And lastly, I have to mention the leader of the whores, who were, after all, an important part of the story. She was a woman named Strawberry Alice, probably on account of her red hair, played by Frances Fisher. She was undoubtedly the mother wolf and not the mother hen. She looked out for her girls and when Delilah got hurt, she went out of her way to incite the rest of the whores to donate their life-savings to supply the reward money. She was very vocal in her hatred of the offending cowboys, and in her disgust at the lack of punishment inflicted on them. Fisher’s part did not seem a difficult one, but I thought she pulled it off quite well.
Unforgiven was a great movie if you like westerns. It was up against The Crying Game, A Few Good Men, Howards End and Scent of a Woman. So did it deserve to win the Best Picture award? I don’t know. I have seen The Crying Game and thought it was also an excellent movie. For me, it would have been a close toss-up. So, why not?

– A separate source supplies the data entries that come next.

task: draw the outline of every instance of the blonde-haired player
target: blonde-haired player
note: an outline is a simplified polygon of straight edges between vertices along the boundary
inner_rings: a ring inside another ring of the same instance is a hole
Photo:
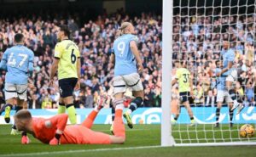
[[[143,69],[142,59],[137,47],[137,37],[135,28],[130,22],[122,23],[119,36],[115,39],[110,62],[114,64],[113,78],[113,106],[124,104],[124,93],[128,87],[131,88],[135,97],[124,117],[128,126],[133,127],[131,114],[143,102],[144,93],[138,72]]]

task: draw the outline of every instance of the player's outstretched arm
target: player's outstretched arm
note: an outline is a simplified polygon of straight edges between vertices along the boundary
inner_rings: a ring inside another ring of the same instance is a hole
[[[131,41],[130,42],[130,48],[131,48],[131,50],[132,53],[135,56],[137,64],[138,65],[137,70],[138,70],[139,72],[142,72],[143,70],[143,62],[142,62],[142,59],[141,59],[139,52],[137,50],[137,44],[136,44],[135,41]]]
[[[55,115],[54,117],[50,118],[49,121],[45,121],[45,125],[49,125],[51,127],[56,128],[56,132],[55,137],[53,137],[49,141],[50,145],[58,145],[60,143],[60,138],[63,133],[63,131],[66,127],[68,115],[67,114],[60,114]]]

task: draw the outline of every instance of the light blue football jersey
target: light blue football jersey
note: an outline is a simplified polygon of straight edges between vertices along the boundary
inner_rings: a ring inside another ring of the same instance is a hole
[[[26,84],[29,72],[33,70],[33,52],[23,45],[8,48],[0,64],[0,68],[7,70],[5,82]]]
[[[229,62],[234,62],[235,61],[235,52],[233,49],[228,49],[224,50],[223,49],[221,51],[221,55],[223,57],[223,67],[227,68]],[[228,76],[230,73],[233,70],[233,69],[230,69],[228,71],[224,72],[224,76]]]
[[[130,42],[137,42],[131,34],[122,35],[113,42],[115,56],[114,76],[124,76],[137,72],[135,57],[130,48]]]
[[[221,69],[216,68],[215,70],[215,74],[219,73],[221,71]],[[226,82],[226,77],[224,76],[219,76],[216,78],[216,85],[217,85],[217,89],[224,91],[225,90],[225,82]]]

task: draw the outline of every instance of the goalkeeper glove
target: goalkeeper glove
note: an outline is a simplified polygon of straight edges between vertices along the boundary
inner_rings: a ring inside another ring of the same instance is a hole
[[[21,144],[28,144],[30,143],[30,139],[27,136],[22,136],[21,137]]]
[[[60,141],[61,136],[61,134],[56,133],[55,137],[53,137],[49,141],[49,145],[60,145],[61,144],[61,141]]]

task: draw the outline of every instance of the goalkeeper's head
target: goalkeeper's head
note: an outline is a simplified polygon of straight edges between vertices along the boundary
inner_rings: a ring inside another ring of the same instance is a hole
[[[15,124],[18,131],[31,131],[32,126],[32,118],[31,113],[26,109],[18,111],[15,116]]]

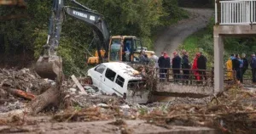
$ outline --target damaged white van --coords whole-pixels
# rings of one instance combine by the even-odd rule
[[[145,103],[149,92],[138,72],[125,63],[103,63],[88,70],[92,84],[103,92]]]

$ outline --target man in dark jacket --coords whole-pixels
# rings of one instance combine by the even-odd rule
[[[242,83],[243,82],[243,75],[247,71],[247,70],[248,69],[248,66],[249,66],[248,60],[246,58],[246,54],[245,53],[241,54],[241,60],[243,61],[241,75],[241,82]]]
[[[253,74],[253,84],[256,84],[256,57],[255,54],[252,54],[251,68]]]
[[[172,59],[172,71],[173,71],[173,77],[174,81],[177,82],[177,79],[179,79],[180,74],[180,65],[181,65],[181,58],[178,56],[177,52],[173,53],[174,58]]]
[[[183,50],[183,59],[182,59],[182,69],[183,72],[183,78],[186,84],[189,84],[189,69],[191,69],[189,65],[189,55],[187,54],[186,50]]]
[[[240,68],[240,61],[239,61],[239,54],[236,54],[236,59],[232,60],[232,68],[233,70],[236,73],[236,80],[241,81],[241,68]]]
[[[160,81],[164,81],[166,77],[168,68],[171,68],[171,59],[167,55],[167,53],[164,52],[163,56],[160,56],[158,59],[158,65],[160,68]]]
[[[200,80],[203,80],[202,78],[205,78],[205,81],[207,80],[207,73],[206,73],[206,70],[207,70],[207,59],[202,54],[202,53],[200,53],[200,56],[197,59],[197,68],[198,70],[199,70],[199,75],[200,75]],[[201,82],[202,83],[202,82]]]

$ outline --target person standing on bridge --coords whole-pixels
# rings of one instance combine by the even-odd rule
[[[168,69],[171,68],[171,59],[166,52],[164,52],[163,56],[159,58],[158,65],[160,68],[160,81],[164,81],[166,78]]]
[[[149,58],[149,65],[154,68],[158,68],[158,57],[154,54],[154,52],[150,53],[151,57]]]
[[[192,70],[194,71],[195,80],[197,80],[197,82],[196,82],[197,84],[200,83],[200,75],[199,75],[198,66],[197,66],[197,59],[199,57],[200,57],[200,53],[196,53],[195,58],[194,59],[194,62],[193,62],[193,65],[192,65]]]
[[[241,54],[241,60],[242,60],[243,65],[242,65],[242,70],[241,70],[241,82],[243,83],[243,75],[245,74],[245,72],[248,69],[248,65],[249,65],[248,60],[246,58],[245,53]]]
[[[177,52],[173,53],[174,58],[172,59],[172,71],[174,81],[177,82],[177,79],[180,79],[180,65],[181,65],[181,58],[179,57]]]
[[[238,82],[241,81],[241,70],[242,69],[241,60],[240,60],[239,54],[236,54],[236,59],[232,60],[233,70],[236,73],[236,80]]]
[[[200,56],[197,59],[197,68],[198,68],[198,70],[201,70],[198,71],[201,80],[203,80],[203,77],[205,78],[205,81],[207,80],[207,73],[206,73],[207,62],[207,59],[202,54],[202,52],[201,52]],[[202,81],[201,81],[201,84],[202,84]]]
[[[252,54],[251,68],[253,74],[253,84],[256,84],[256,57],[255,54]]]
[[[182,59],[182,69],[183,72],[183,79],[186,82],[186,84],[189,84],[189,53],[186,52],[186,50],[183,50],[183,59]]]

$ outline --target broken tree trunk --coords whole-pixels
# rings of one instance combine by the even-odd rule
[[[5,88],[5,91],[7,91],[8,92],[9,92],[10,94],[12,94],[14,96],[29,99],[29,100],[32,100],[36,98],[35,95],[29,93],[29,92],[24,92],[22,90],[19,90],[19,89]]]
[[[56,102],[61,102],[60,101],[60,97],[61,94],[61,87],[63,81],[62,75],[60,75],[56,78],[56,84],[55,86],[49,88],[43,94],[38,96],[28,104],[27,113],[30,114],[36,114],[49,105],[55,103]]]

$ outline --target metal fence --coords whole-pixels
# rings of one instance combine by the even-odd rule
[[[189,85],[197,87],[214,86],[214,70],[191,70],[191,69],[151,69],[151,75],[157,80],[157,82],[171,82],[179,85]],[[229,70],[224,68],[224,80],[225,84],[237,82],[236,71]],[[150,74],[149,74],[150,75]],[[247,70],[243,74],[243,82],[252,83],[252,74]]]
[[[256,23],[256,0],[218,1],[215,5],[215,20],[219,25],[250,25]]]

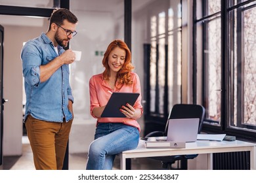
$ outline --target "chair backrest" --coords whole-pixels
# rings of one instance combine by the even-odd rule
[[[205,108],[200,105],[176,104],[169,114],[169,119],[199,118],[198,133],[201,132],[203,119],[205,114]],[[167,134],[168,120],[166,123],[165,135]]]

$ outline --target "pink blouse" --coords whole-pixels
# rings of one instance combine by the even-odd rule
[[[91,114],[93,117],[98,118],[98,123],[107,123],[107,122],[121,122],[128,125],[131,125],[138,128],[140,131],[140,127],[137,121],[134,119],[130,119],[128,118],[97,118],[93,114],[93,110],[95,107],[98,107],[104,106],[107,104],[110,96],[111,92],[133,92],[139,93],[137,100],[136,101],[133,107],[139,108],[141,111],[141,114],[143,112],[142,105],[141,105],[141,91],[140,91],[140,82],[139,76],[135,73],[131,73],[131,80],[133,83],[131,85],[123,85],[120,88],[115,87],[114,90],[112,90],[108,82],[103,80],[103,74],[98,74],[93,76],[90,79],[89,87],[90,87],[90,101],[91,101]],[[140,114],[140,116],[141,116]]]

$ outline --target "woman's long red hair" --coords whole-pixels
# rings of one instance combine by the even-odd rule
[[[108,56],[110,52],[116,47],[119,47],[125,51],[125,60],[122,68],[118,71],[116,76],[116,80],[118,80],[119,84],[131,84],[133,81],[131,79],[131,72],[134,69],[134,66],[131,63],[131,54],[127,45],[121,40],[114,40],[108,46],[102,64],[105,67],[105,71],[103,72],[104,79],[109,80],[110,67],[108,65]]]

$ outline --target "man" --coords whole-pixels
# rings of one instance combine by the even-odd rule
[[[75,60],[75,54],[63,47],[76,35],[77,21],[67,9],[55,10],[47,32],[22,50],[24,122],[36,169],[62,169],[74,118],[68,65]]]

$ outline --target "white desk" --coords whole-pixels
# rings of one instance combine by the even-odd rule
[[[140,140],[135,150],[120,154],[121,169],[125,169],[125,159],[133,158],[146,158],[194,154],[207,154],[207,168],[213,169],[213,153],[230,152],[250,152],[251,169],[256,169],[256,144],[244,141],[198,141],[187,142],[185,148],[146,148],[144,141]]]

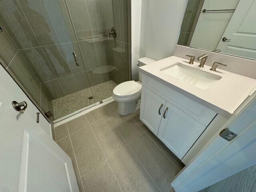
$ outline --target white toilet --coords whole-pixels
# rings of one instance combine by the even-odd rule
[[[148,57],[139,59],[139,66],[147,65],[156,61]],[[118,103],[118,112],[122,115],[132,113],[136,109],[136,103],[140,98],[142,75],[139,73],[139,79],[137,82],[128,81],[117,85],[113,90],[113,98]]]

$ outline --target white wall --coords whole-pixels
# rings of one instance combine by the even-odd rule
[[[173,55],[187,0],[142,0],[140,57]]]
[[[138,80],[138,60],[140,58],[140,38],[141,0],[131,0],[131,50],[132,79]]]

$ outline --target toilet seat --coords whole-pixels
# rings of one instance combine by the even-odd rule
[[[126,81],[117,86],[113,90],[113,94],[119,98],[130,97],[140,93],[141,88],[141,84],[134,81]]]

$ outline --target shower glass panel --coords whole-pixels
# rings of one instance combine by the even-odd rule
[[[2,62],[51,120],[130,79],[130,1],[0,0]]]

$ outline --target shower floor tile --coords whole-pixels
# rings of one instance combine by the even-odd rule
[[[65,138],[57,142],[64,149],[73,149],[68,154],[76,157],[72,160],[75,168],[78,165],[80,192],[172,191],[170,183],[184,165],[145,128],[138,110],[121,116],[114,102],[83,116],[108,112],[89,120],[89,126],[83,119],[73,120],[84,128],[66,137],[71,143],[64,145]],[[64,124],[72,128],[72,124]],[[63,135],[66,127],[57,127],[56,136]]]
[[[55,119],[111,97],[116,85],[111,80],[53,100]],[[89,99],[88,98],[91,96],[93,98]]]

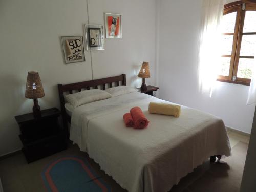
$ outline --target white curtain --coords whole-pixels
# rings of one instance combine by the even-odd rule
[[[249,89],[247,105],[256,103],[256,47],[254,54],[254,66],[252,70],[252,75],[251,80],[251,84]]]
[[[211,97],[221,62],[221,21],[223,0],[204,0],[199,52],[199,88]]]

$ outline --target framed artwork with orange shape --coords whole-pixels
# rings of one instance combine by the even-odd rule
[[[106,38],[122,38],[122,15],[105,13]]]

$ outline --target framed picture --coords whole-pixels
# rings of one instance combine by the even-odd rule
[[[102,25],[84,25],[87,50],[105,49]]]
[[[65,63],[85,61],[82,36],[61,37]]]
[[[121,15],[105,13],[105,28],[106,38],[122,38]]]

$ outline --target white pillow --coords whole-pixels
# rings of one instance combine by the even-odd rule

Interesting note: There were two little flubs in the movie that were obvious enough for even me to catch while I was watching. First, there is a scene in which Little Bill is reading out of a book. The camera shifts to an angle in which a bright white piece of paper can be seen taped onto the page of the book – clearly the actor’s lines. Second, when the Schofield Kid shoots the second cowboy in the outhouse, he fires three bullets: once in the shoulder, once in the chest and once in the gut. But when the cowboy is found by the fat man, a gunshot wound to his head can be clearly seen. When did he get that one?